Remember that in 2024, in response to a trial of the shareholders of the electric vehicle manufacturer, the courts of Delaware invalidated the famous Giga-Giga concession in January 2018. Musk and the company appealed, and the decision is now on appeal. Tesla’s board of directors intervened to ensure that if the Tesla side loses, the CEO will obtain something similar to the figures he would sacrifice. But this time, they attach a series of wise conditions in the absence of the first time.

Naturally, the agreement only applies if Musk and Tesla lose on appeal. If this happens, under the new iteration, he would receive a subsidy in limited equity of 96 million shares at an exercise price of $ 23.34, equivalent to the figure when he obtained the gigantic trove at the start of 2018. At the current price of Tesla of around $ 309, these shares are worth more than $ 27 billion. Here are the restrictions: the actions are devoted to the second anniversary of the grant, or in early August 2027, but only if Musk serves this whole period as CEO or chief of product development or operations. In addition, he cannot sell any of these actions acquired before five years from the date of the award, or on August 3, 2030.

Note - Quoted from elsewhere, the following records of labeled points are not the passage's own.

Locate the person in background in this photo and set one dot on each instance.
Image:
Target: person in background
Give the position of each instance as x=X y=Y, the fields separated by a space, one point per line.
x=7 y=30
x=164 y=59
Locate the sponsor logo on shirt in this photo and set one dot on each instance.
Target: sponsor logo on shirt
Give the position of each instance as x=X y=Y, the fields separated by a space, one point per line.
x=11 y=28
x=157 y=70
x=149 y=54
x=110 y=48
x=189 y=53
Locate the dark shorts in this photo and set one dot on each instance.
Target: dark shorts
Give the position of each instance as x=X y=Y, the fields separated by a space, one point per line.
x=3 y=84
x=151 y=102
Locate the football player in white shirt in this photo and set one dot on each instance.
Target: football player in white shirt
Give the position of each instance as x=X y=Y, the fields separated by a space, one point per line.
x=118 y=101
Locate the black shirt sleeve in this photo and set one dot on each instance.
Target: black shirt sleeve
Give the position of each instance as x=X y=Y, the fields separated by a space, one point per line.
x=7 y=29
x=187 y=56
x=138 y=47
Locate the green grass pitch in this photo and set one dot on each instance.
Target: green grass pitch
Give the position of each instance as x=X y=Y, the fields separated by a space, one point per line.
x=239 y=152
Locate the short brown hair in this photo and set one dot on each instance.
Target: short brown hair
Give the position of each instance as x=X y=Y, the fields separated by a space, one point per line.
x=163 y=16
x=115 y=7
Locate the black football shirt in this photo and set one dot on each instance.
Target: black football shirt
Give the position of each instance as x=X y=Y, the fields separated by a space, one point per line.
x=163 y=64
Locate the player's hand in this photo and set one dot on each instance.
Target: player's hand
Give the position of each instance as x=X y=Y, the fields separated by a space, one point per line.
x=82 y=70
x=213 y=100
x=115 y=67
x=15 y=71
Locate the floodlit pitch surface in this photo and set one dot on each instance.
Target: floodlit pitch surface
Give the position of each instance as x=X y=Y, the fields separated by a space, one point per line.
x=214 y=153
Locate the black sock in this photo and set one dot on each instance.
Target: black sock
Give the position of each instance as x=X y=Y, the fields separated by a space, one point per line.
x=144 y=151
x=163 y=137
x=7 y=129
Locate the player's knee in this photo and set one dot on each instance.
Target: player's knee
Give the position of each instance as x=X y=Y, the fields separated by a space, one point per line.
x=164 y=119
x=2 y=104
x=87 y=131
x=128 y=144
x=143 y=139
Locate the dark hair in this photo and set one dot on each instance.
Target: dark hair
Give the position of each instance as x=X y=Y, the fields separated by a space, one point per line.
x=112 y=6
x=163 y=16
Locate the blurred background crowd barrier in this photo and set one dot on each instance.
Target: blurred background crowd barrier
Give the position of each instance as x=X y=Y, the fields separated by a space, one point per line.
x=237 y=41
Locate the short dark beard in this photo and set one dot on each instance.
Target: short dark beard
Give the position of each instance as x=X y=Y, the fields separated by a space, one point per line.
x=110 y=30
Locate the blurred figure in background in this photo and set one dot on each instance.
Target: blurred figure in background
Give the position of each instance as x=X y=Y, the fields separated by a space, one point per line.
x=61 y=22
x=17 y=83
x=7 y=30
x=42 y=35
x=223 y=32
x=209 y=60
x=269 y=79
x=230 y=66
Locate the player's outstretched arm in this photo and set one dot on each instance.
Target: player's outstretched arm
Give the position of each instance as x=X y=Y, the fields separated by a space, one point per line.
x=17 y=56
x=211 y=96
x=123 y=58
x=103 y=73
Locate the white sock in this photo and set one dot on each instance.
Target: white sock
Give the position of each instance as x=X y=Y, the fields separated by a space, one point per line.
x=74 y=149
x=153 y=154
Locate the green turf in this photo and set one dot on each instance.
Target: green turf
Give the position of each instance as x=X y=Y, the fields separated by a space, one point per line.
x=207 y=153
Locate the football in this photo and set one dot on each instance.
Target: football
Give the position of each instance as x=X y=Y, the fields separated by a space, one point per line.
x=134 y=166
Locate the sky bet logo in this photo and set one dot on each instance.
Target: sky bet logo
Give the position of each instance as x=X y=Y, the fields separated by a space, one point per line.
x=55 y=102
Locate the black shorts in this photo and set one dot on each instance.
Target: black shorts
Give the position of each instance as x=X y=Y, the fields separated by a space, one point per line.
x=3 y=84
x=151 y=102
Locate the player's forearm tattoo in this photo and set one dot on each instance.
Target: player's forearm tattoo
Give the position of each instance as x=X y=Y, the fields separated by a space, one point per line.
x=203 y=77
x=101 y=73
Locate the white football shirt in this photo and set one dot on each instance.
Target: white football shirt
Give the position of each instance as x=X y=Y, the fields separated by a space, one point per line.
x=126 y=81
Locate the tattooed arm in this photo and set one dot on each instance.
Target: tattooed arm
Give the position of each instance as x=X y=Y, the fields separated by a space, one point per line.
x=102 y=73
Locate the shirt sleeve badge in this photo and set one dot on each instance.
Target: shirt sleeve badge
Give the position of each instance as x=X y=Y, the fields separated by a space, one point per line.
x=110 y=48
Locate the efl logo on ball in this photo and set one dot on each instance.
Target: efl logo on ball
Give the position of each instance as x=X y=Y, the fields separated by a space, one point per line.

The directors’ objective is obviously to keep the musk in charge to improve the chances that it will draw a high time on its promises for the next robots and humanoid robots and not yet commercial. But for the holders of Tesla who are starting to lose faith as the commitments go and passers -by, the structure of the plan, to use the photo so often found in the CEO’s plans, “aligns” the fate of musk to their own much more closely than the first program

The 2018 plan rewarded Musk for hitting huge evaluation gains with high rhetoric

The brand’s original has promised muscle scholarships of 1% of the Tesla action, each granted as the evaluation increased by an additional $ 50 billion. The starting point was $ 100 billion – a multiple of its market capitalization at the time. If Musk reached the maximum of $ 650 billion, a number that seemed very improbable at the time, he would raise 12% of Tesla’s shares. The frame looked like the process of opening a safe; Obtaining a new 1% required two “keys”, first striking the evaluation bogey, and secondly, reaching 12 of the 18 objectives combined for income and EBITDA. The objective of Higher Ebitda was 14 billion dollars and the highest sales figure 175 billion dollars.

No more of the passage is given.